Gehoord in Parijs op 20 mei 2011:
Anne-Marie Romera is directeur van het Departement van Regionale en Lokale Economische Ontwikkeling van het IAU, het Institut d’Amenagement et d’Urbanisme de la région Ile-de-France. Van haar hoorden we afgelopen week over de clusterbenadering die gevolgd wordt in Parijs. Clusterbenadering? Jawel, elke stad in Europa volgt op dit moment een economische clusterbenadering. Per cluster wordt gezorgd voor huisvesting, financiering en onderwijs. Op die manier hoopt men innovatie te bevorderen. Zo ook in Parijs. In Parijs onderscheiden ze zeven innovatieve clusters. Het zijn precies dezelfde clusters als die in Amsterdam worden onderscheiden. In totaal wordt er 1 miljard euro in de Parijse clusters geïnvesteerd. Het regionale budget is nog groter: dat omvat een bedrag van liefst 4,6 miljard. Romera spreekt van ‘Operation Campus’: voor elke cluster wordt gewerkt aan een of meer campussen. Bijvoorbeeld op vliegveld Le Bourget. Daar gaat het om een investering van 130 miljoen euro in het cluster luchtvaart, ruimtevaart en laboratoria. Het cluster bestaat uit 900 deelnemers. De bedoeling van ‘Operation Campus’ is om getalenteerde Franse wetenschappers uit Californië te laten terugkeren. Lovenswaardig, maar het zal niet werken. Innovatie ontstaat tussen clusters, niet binnen clusters.

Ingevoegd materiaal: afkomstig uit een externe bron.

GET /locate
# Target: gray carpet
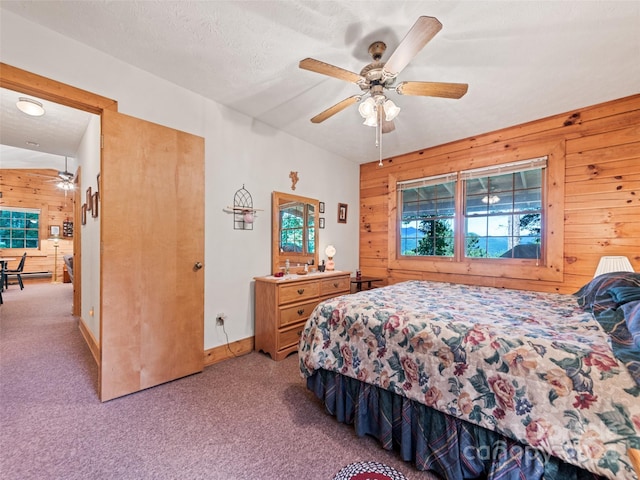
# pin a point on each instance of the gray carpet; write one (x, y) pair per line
(246, 418)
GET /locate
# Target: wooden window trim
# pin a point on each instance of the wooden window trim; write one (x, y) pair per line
(550, 267)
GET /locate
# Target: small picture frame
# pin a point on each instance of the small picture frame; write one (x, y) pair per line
(342, 212)
(94, 204)
(89, 199)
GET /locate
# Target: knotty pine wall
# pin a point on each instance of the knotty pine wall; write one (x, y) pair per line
(601, 192)
(30, 188)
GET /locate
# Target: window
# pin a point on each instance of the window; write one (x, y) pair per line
(297, 230)
(19, 228)
(428, 213)
(503, 213)
(500, 207)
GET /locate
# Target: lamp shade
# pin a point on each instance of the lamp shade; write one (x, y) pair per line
(613, 264)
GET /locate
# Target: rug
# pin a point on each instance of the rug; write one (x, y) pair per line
(369, 471)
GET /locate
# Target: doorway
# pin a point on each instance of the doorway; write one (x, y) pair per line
(136, 345)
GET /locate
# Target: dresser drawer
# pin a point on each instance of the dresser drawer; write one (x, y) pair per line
(296, 313)
(298, 292)
(289, 337)
(331, 286)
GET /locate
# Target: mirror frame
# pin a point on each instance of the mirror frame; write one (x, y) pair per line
(277, 259)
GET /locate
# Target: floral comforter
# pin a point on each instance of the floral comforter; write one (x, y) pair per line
(531, 366)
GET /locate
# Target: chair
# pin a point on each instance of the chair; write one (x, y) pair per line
(17, 272)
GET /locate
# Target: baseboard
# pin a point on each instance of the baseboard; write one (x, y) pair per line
(225, 352)
(92, 343)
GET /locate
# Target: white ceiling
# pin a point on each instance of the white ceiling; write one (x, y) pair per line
(522, 60)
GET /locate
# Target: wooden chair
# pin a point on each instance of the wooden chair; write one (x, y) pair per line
(17, 272)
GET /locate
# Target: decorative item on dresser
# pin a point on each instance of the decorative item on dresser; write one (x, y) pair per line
(283, 305)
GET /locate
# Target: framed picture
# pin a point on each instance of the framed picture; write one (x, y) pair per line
(89, 199)
(342, 213)
(94, 204)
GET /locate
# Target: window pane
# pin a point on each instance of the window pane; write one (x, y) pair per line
(503, 215)
(427, 220)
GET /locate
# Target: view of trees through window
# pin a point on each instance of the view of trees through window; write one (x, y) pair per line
(19, 228)
(502, 214)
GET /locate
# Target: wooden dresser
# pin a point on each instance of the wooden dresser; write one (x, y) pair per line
(283, 305)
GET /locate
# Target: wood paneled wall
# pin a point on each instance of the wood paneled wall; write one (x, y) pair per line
(601, 192)
(31, 188)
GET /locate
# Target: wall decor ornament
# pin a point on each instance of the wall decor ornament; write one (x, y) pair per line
(294, 179)
(94, 204)
(342, 212)
(89, 199)
(243, 212)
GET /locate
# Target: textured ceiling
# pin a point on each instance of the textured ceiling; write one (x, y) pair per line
(522, 60)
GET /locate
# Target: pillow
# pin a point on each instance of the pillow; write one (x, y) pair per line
(594, 296)
(631, 312)
(623, 295)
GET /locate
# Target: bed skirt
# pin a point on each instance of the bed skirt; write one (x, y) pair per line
(432, 440)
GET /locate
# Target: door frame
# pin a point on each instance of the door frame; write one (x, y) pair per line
(19, 80)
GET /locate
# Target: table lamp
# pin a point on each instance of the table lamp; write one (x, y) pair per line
(330, 252)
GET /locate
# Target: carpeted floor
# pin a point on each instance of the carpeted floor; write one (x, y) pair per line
(246, 418)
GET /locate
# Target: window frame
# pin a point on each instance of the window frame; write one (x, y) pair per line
(36, 211)
(550, 265)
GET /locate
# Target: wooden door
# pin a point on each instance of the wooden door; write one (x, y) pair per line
(152, 238)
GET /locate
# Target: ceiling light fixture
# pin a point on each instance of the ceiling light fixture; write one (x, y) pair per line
(490, 199)
(30, 107)
(372, 110)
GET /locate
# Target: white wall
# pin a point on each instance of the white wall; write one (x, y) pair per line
(88, 155)
(238, 151)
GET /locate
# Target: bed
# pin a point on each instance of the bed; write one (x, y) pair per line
(480, 382)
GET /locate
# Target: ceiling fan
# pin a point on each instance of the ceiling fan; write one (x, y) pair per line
(65, 178)
(379, 76)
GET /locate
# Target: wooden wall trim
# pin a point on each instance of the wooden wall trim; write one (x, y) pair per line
(226, 352)
(91, 341)
(29, 83)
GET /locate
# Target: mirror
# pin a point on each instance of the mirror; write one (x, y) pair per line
(294, 233)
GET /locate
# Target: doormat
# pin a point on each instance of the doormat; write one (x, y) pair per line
(369, 471)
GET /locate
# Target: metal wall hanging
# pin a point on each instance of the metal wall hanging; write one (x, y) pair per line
(243, 212)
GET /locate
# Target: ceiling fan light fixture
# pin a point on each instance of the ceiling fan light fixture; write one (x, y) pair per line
(30, 107)
(391, 110)
(367, 108)
(65, 185)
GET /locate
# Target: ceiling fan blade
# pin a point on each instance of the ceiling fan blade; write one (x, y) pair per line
(433, 89)
(330, 70)
(338, 107)
(422, 31)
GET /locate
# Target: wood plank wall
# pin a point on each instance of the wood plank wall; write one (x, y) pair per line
(30, 188)
(601, 194)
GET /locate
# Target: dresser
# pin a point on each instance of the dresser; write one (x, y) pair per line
(283, 305)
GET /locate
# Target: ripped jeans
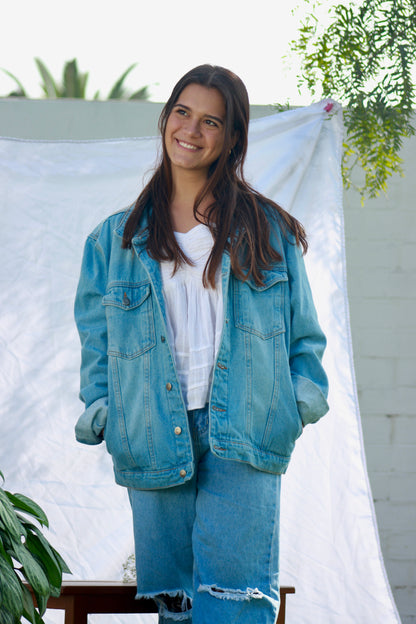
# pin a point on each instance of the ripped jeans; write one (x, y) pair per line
(207, 551)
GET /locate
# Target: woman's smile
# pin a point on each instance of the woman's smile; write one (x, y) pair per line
(194, 135)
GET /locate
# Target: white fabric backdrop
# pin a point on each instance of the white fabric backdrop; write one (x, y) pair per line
(52, 194)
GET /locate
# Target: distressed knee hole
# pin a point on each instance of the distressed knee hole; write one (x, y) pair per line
(174, 606)
(232, 594)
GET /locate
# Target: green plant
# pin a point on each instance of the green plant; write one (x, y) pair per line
(364, 59)
(25, 555)
(74, 84)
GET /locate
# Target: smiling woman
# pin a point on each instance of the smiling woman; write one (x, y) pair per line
(194, 135)
(204, 363)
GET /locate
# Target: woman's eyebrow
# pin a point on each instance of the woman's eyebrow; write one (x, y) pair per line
(221, 121)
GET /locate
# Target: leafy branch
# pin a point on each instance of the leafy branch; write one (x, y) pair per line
(25, 555)
(364, 59)
(74, 84)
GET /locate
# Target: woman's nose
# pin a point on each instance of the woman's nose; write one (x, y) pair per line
(193, 128)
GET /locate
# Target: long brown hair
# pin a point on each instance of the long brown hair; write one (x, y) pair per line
(239, 216)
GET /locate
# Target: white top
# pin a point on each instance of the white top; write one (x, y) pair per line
(194, 315)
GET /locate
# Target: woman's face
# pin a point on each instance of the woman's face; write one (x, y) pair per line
(195, 129)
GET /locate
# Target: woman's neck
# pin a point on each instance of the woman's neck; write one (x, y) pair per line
(182, 204)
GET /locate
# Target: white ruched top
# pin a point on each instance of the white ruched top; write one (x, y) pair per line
(194, 316)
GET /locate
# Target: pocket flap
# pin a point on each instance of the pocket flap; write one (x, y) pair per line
(127, 297)
(269, 278)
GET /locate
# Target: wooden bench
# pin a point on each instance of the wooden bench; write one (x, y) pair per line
(79, 598)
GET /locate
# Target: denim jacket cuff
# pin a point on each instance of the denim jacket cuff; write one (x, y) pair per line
(90, 426)
(310, 400)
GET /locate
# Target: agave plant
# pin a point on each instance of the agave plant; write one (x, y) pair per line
(74, 84)
(26, 558)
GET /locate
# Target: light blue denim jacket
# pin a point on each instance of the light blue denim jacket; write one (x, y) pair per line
(267, 379)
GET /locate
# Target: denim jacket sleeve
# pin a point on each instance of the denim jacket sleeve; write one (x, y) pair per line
(307, 343)
(92, 327)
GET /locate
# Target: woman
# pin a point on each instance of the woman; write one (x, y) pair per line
(201, 361)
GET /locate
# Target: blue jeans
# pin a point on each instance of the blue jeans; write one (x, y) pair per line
(208, 551)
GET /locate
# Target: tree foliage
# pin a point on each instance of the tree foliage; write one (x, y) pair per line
(74, 84)
(364, 59)
(25, 555)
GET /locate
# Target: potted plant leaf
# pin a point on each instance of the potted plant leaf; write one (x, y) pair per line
(26, 559)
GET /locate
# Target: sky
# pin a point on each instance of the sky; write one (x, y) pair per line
(165, 37)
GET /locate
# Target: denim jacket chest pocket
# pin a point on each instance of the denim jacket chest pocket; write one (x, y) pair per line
(130, 320)
(260, 309)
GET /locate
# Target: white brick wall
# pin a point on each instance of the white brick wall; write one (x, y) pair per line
(381, 265)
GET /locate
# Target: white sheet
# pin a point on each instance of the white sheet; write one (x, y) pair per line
(52, 195)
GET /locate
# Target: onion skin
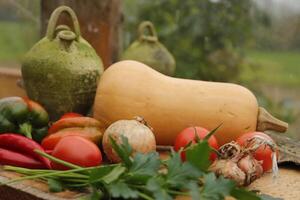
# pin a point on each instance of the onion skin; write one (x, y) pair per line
(229, 169)
(251, 167)
(140, 137)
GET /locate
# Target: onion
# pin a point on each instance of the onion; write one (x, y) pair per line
(139, 135)
(251, 167)
(229, 169)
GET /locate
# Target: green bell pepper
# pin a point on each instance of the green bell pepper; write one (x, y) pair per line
(23, 116)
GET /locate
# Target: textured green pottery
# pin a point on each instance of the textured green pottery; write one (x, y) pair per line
(148, 50)
(61, 71)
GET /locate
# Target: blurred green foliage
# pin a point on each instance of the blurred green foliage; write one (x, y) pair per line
(206, 37)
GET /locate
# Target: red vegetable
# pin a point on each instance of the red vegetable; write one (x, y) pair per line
(19, 144)
(70, 115)
(189, 134)
(8, 157)
(265, 149)
(76, 150)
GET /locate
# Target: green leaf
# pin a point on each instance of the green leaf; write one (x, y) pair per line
(156, 185)
(113, 175)
(98, 173)
(144, 166)
(122, 190)
(198, 155)
(123, 150)
(180, 173)
(240, 193)
(267, 197)
(216, 188)
(147, 164)
(96, 194)
(55, 185)
(194, 190)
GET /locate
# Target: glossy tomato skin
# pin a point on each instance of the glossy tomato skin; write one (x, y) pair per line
(70, 115)
(188, 134)
(263, 153)
(76, 150)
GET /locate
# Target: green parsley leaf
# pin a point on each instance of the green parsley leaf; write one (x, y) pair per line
(98, 173)
(122, 190)
(198, 155)
(267, 197)
(147, 164)
(156, 185)
(124, 150)
(180, 173)
(55, 185)
(144, 166)
(216, 188)
(96, 195)
(194, 190)
(114, 174)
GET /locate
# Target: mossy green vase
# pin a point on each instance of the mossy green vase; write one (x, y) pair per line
(61, 71)
(148, 50)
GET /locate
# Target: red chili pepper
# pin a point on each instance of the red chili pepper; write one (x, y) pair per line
(8, 157)
(18, 143)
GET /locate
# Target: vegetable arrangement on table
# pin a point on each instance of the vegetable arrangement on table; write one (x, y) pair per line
(113, 156)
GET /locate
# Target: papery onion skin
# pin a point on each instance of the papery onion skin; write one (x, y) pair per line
(140, 138)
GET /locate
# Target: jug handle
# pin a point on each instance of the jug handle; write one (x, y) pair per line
(141, 32)
(50, 34)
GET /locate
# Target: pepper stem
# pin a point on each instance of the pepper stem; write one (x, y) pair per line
(26, 129)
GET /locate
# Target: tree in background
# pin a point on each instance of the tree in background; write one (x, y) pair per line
(206, 37)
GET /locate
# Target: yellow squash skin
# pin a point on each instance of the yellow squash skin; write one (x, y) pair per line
(129, 88)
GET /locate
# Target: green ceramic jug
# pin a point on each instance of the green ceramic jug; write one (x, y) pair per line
(61, 71)
(148, 50)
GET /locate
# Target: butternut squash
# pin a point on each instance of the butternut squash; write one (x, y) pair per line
(129, 88)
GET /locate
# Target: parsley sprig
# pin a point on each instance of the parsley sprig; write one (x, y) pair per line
(144, 176)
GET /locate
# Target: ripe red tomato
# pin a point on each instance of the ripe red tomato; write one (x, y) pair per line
(263, 153)
(188, 134)
(70, 115)
(76, 150)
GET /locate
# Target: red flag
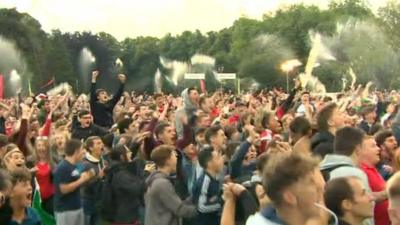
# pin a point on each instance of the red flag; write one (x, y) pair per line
(49, 83)
(203, 86)
(1, 86)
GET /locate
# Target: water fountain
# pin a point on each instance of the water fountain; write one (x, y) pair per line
(86, 64)
(12, 66)
(158, 82)
(362, 48)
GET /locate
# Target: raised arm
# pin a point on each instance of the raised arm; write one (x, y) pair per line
(93, 97)
(117, 96)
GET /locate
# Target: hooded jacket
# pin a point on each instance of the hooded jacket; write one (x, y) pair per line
(322, 143)
(163, 206)
(333, 160)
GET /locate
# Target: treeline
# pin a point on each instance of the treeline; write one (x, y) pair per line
(235, 49)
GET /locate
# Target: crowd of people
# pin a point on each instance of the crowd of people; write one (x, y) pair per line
(263, 157)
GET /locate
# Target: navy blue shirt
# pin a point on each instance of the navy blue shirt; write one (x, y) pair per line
(65, 174)
(31, 218)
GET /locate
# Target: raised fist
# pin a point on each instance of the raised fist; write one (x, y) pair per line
(95, 74)
(122, 78)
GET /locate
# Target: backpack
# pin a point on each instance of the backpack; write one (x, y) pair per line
(326, 173)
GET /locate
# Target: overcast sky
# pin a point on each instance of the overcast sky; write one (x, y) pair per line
(132, 18)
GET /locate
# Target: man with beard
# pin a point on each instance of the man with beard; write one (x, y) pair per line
(101, 104)
(387, 144)
(86, 128)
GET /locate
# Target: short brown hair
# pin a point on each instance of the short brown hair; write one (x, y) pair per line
(324, 115)
(284, 171)
(393, 186)
(347, 139)
(20, 175)
(381, 136)
(90, 142)
(336, 191)
(161, 154)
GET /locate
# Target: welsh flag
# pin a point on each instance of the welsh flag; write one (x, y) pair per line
(46, 218)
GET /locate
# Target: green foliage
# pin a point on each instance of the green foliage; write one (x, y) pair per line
(254, 49)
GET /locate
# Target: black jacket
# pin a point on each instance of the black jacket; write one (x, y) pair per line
(322, 143)
(103, 113)
(128, 187)
(83, 133)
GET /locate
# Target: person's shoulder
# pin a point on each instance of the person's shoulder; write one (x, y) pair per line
(259, 219)
(33, 215)
(345, 171)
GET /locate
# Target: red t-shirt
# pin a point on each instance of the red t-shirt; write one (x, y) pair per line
(234, 119)
(377, 184)
(43, 176)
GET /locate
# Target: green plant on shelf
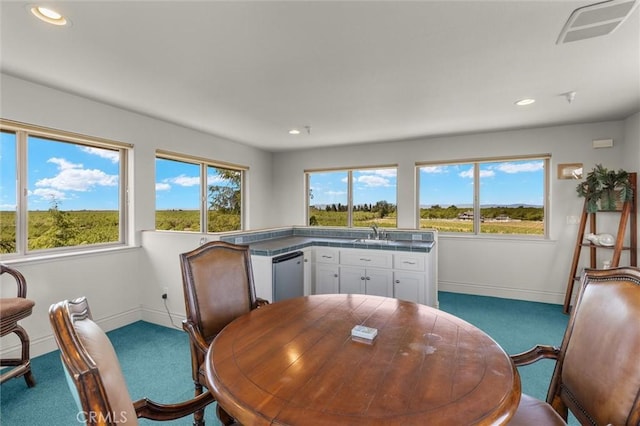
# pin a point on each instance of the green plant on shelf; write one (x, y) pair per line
(604, 188)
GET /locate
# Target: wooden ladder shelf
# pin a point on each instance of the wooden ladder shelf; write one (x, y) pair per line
(627, 214)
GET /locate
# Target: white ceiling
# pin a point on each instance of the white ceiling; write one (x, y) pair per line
(354, 72)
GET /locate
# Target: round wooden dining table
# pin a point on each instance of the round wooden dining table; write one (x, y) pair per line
(295, 362)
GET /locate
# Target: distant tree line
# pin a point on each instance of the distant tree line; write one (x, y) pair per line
(453, 212)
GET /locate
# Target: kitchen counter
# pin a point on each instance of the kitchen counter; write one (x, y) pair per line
(275, 246)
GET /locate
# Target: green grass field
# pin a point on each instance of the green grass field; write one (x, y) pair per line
(84, 227)
(65, 229)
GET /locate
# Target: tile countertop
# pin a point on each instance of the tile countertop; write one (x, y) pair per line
(276, 246)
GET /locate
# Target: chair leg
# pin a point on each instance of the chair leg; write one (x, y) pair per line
(19, 366)
(24, 338)
(224, 417)
(198, 416)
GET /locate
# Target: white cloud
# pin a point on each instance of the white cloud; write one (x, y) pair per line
(216, 179)
(72, 177)
(483, 173)
(373, 181)
(385, 172)
(113, 156)
(432, 169)
(531, 166)
(49, 194)
(467, 173)
(183, 180)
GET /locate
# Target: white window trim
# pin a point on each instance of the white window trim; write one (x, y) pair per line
(25, 130)
(476, 194)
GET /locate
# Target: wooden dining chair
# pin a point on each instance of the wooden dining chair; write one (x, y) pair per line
(217, 278)
(94, 374)
(12, 310)
(597, 371)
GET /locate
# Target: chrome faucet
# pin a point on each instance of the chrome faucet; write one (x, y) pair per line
(376, 235)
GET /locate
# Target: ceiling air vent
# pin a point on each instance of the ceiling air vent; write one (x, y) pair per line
(595, 20)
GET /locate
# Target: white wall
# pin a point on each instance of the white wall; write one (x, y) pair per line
(117, 283)
(504, 267)
(124, 286)
(631, 148)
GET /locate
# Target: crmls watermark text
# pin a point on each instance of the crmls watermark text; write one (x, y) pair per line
(91, 417)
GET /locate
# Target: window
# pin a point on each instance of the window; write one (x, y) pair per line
(194, 194)
(59, 190)
(352, 198)
(493, 196)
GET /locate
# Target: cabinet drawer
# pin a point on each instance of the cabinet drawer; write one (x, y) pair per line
(408, 261)
(326, 255)
(368, 258)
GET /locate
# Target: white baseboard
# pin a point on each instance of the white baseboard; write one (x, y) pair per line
(502, 292)
(159, 317)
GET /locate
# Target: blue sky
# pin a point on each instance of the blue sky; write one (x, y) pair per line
(79, 177)
(504, 183)
(87, 178)
(75, 176)
(178, 184)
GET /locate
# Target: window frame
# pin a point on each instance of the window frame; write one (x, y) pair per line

Een ander cluster is dat van de logistiek. Alle hoop is hier gevestigd op Roissy. Het vliegveld Charles de Gaulle (CDG) moet niet minder dan een ‘Aerotropolis’ worden: een heuse luchthavenstad in het noordoosten van Parijs. Met Roissy, stellen de economen, wordt Parijs de Europese hub voor luchtvracht. Nu al landen er vierentwintig uur per dag vrachttoestellen om Europa van spullen te voorzien. Het Amerikaanse FedEx is er sinds enige jaren gevestigd. Op dit moment wordt er al 2,3 miljoen ton vracht overgeslagen op CDG, in Roissy werken 160.000 mensen, de groei in overslag is jaarlijks 5 procent. “We’re like Brazil”. Daarmee bedoelt Hervé Dupont, algemeen manager van Plaine de France, dat de imposante economische groeicijfers gepaard gaan met grote sociale problemen. De 450.000 inwoners van Roissy hebben namelijk overwegend lage inkomens, kampen met ernstige luchtvervuiling, geluidsoverlast en een slechte bereikbaarheid, ze worden gestigmatiseerd vanwege het slechte imago van het gebied. CDG staat niet bekend als een aangename luchthaven. Dupont adstrueert dit met het voorbeeld van Roland Garros, het veel te kleine tennispark bij Bois de Boulogne dat op zoek was naar een andere plek in Parijs, maar dat uiteindelijk afzag van Roissy vanwege de slechte reputatie. Wat dringend moet gebeuren, zei hij, was een verandering van perspectief. Roissy moet niet meer de plek zijn waar je alle rommel kwijt kunt, maar de plek waar je graag wilt zijn. Ze moet betekenis krijgen juist voor de lokale bevolking.Wat het logistieke cluster hierin kan betekenen is me allesbehalve duidelijk geworden.